JFK: Requiem for the Irish prince

We were not like the other people. We were always told that. They, the Protestants, were good at math and science and ran the local hardware stores. And there were the swamp Yankees, who owned all the low water in Nanaquaket. But they didn’t seem rich; they worked on the boats and as skilled carpenters and school teaches. They just owned all the old land and held firm to it. Then somehow at around 8 years old we began not to get the difference.

They played Little League baseball; we played baseball. And the aunties, tall and white as porcelain, saying the rosary together in a circle in the evening around a statue of the Blessed Mother, rumbling with a collective chant, began to seem almost like an alien force. None of the other kids in Little League and public schools had aunties like that and so many unmarried relatives at the Sunday dinner table and the weekly wakes and funerals. I was struck by that as well. They, the Protestants, never seemed to go to wakes. We, the Irish, seemed to die more frequently.

{mosads}I suppose that is because then there were so many of us. One million and a half came over the past hundred or so years to work the factories in Fall River, Mass. It was all over for that now, and something else was happening. I sensed a disturbance in the force when my father demanded that we drive up to Providence for a dinner “with the governor.” But then there were hundreds there, eating dinner, and it was really a political fundraiser and rally for John F. Kennedy who was running for senator in Massachusetts.

This was important, my father said: He could be president some day. He was Ireland’s Promise. But the aunties didn’t get it. It was not the kind of work the Irish were supposed to be doing. They, the Protestants, were supposed to be running things. We were supposed to be nuns and priests, holding the flame cupped in our hands, waiting for the Jews and Protestants to finally see the light. Maybe now they never would.

To an 8-year-old, he seemed much different than the other men in charge of the Irish Brigade of Southie politics. Handsome and smart, nothing like us really and nothing like the thick and vulgar Irish political bosses. Honest too. When he appeared before three local Southie Irishmen and said he intended to run for office and needed a few thousand signatures, they said they would have them on his desk in the morning. Kennedy said, no, you have to actually go out door-to-door and get them. No one had ever spoken to them like that before.

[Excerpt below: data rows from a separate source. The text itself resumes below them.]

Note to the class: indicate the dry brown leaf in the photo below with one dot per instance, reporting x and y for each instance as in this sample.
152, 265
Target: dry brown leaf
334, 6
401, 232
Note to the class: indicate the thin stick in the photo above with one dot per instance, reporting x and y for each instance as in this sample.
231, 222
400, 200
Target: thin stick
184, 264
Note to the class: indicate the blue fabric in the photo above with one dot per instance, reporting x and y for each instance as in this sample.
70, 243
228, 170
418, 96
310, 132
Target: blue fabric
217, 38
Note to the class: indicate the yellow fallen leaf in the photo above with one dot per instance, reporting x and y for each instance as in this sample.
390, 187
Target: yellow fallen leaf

In fact, we saw him often. He would sail down Narragansett Bay and through the narrow straits of the Sakonnet River in his yacht, the Honey Fitz, as royal as a Russian tsar but Irish, and we would sail out to visit and wave in our little sail boats. Then he was married in our high school parish in Newport and it all seemed to be happening in our own back yard. Some of us, the quiet men and the aunties, wondered and even asked if we were ready for this. And would we still be Irish after this? What would we be instead? What were we becoming?

The answer came on Nov. 22, 1963, and something within us died with him. It wasn’t about the Irish anymore as we all died together with him.

These were maybe our first days — our rite of entry — into being Americans, as everything before seemed forgotten, and the aunties mourned along with everyone. And we were all Americans now, born of blood and mourning.